The odd thing about those three is that not one could be considered a moderate. Those of us, like myself, who don’t care for either extreme, are simply not well represented.
One way to describe the problem is that, for a great variety of reasons, many Americans have lost an understanding of the importance of compromise. So people get pushed to extremes in their views and don’t even want to find common ground in the middle. For the time being, I consider this a significant flaw in the American character.
For two reasons, I trust we will move beyond this no-compromise situation before too long. First, most of our history is one long experience of political leaders finding acceptable compromises, beginning with the Constitution itself.

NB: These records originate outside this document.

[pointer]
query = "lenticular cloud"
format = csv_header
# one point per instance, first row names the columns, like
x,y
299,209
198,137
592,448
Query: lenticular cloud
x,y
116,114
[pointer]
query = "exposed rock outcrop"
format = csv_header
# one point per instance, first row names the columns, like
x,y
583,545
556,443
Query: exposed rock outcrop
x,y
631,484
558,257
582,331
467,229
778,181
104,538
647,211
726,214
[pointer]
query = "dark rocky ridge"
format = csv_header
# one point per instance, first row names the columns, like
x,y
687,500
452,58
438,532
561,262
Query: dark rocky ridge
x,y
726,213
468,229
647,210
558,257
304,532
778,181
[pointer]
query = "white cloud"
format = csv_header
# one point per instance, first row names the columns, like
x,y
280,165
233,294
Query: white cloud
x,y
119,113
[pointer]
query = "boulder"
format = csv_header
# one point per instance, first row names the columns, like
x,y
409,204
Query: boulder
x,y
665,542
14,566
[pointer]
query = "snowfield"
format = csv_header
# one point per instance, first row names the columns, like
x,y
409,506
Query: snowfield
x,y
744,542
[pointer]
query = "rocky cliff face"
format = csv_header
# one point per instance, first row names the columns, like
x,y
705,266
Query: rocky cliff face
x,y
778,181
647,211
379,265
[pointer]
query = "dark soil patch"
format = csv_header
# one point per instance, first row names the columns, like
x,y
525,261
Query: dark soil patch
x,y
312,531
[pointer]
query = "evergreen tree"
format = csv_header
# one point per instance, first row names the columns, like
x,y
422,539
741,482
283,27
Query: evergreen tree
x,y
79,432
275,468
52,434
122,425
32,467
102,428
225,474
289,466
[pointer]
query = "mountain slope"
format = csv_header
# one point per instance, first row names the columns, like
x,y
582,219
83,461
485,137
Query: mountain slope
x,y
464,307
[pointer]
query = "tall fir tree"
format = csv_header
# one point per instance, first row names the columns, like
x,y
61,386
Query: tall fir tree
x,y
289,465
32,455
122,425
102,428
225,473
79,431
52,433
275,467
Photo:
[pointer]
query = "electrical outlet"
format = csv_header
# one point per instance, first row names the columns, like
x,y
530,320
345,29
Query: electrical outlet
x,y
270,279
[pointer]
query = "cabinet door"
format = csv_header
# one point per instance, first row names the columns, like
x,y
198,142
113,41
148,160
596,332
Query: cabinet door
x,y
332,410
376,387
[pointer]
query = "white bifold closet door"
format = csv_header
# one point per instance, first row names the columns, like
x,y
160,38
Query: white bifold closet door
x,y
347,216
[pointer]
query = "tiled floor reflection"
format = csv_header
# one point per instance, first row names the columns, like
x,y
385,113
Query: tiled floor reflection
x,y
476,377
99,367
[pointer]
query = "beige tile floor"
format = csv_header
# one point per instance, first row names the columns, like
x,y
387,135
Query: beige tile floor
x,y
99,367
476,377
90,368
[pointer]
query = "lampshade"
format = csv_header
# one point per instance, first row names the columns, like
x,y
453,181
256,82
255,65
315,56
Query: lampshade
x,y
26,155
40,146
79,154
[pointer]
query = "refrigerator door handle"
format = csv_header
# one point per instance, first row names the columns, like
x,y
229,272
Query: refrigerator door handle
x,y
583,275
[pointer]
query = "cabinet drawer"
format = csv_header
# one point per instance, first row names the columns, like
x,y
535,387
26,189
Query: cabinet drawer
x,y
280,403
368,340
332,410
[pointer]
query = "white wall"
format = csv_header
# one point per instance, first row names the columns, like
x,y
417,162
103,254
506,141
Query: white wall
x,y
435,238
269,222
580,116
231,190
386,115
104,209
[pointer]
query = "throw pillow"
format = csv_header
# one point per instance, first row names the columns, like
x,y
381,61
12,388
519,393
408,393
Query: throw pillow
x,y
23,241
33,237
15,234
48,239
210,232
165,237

Second, the one glaring exception was our awful Civil War, 1861-1865. It was a terribly bloody and ugly event which is still fresh in our memories, like a deep wound that is not yet completely healed.
The twin issues in the Civil War were completely intertwined with one another” States’ rights and slavery.
States’ Rights: From the beginning we have struggled to allow each of our various states — now numbering 50 — to have as much freedom as possible to govern themselves, while reserving for the national government as much power as necessary to maintain the unity and growth of the nation as a whole. Some, especially in the South, are especially zealous about guarding States’ rights as much as possible.
Slavery: The reason why the South has traditionally emphasized States’ rights over federal authority is that their economy had long been built on the foundation of the cheap slave labor provided by captured Africans. Slavery has long been eliminated in America, of course, but its taint on our national character still lingers in the form of a stubborn racism.
And that brings us back to today’s political situation. Much of the conservative opposition to Barack Obama, I believe, has been based on plain old racism. It has been cloaked, however, in political terms, with conservatives saying Obama is just too liberal. Because Hillary Clinton is so similar in her views to Obama, conservative opposition to him has been transferred to her.
The question arises, then, of why Bernie Sanders is so popular. He calls himself a “democratic socialist” and represents a large number of liberals who are as disgusted as anyone with how government has been such a mess for the last few decades. Instead of wanting us to return to the views that held sway in America before the Civil War, however, they believe the solution is to become not more conservative but much more liberal.
So, after the first week in November we as a nation will be becoming more conservative, more liberal, or staying the same. And at the moment it is anyone’s guess.
Of this I am very sure, however, if the conservatives win and Trump is elected, that will be the end of the Republican party because I believe he is not a real conservative. He does not represent a political view of any sort: He simply represents himself and will say anything to get what he wants for himself.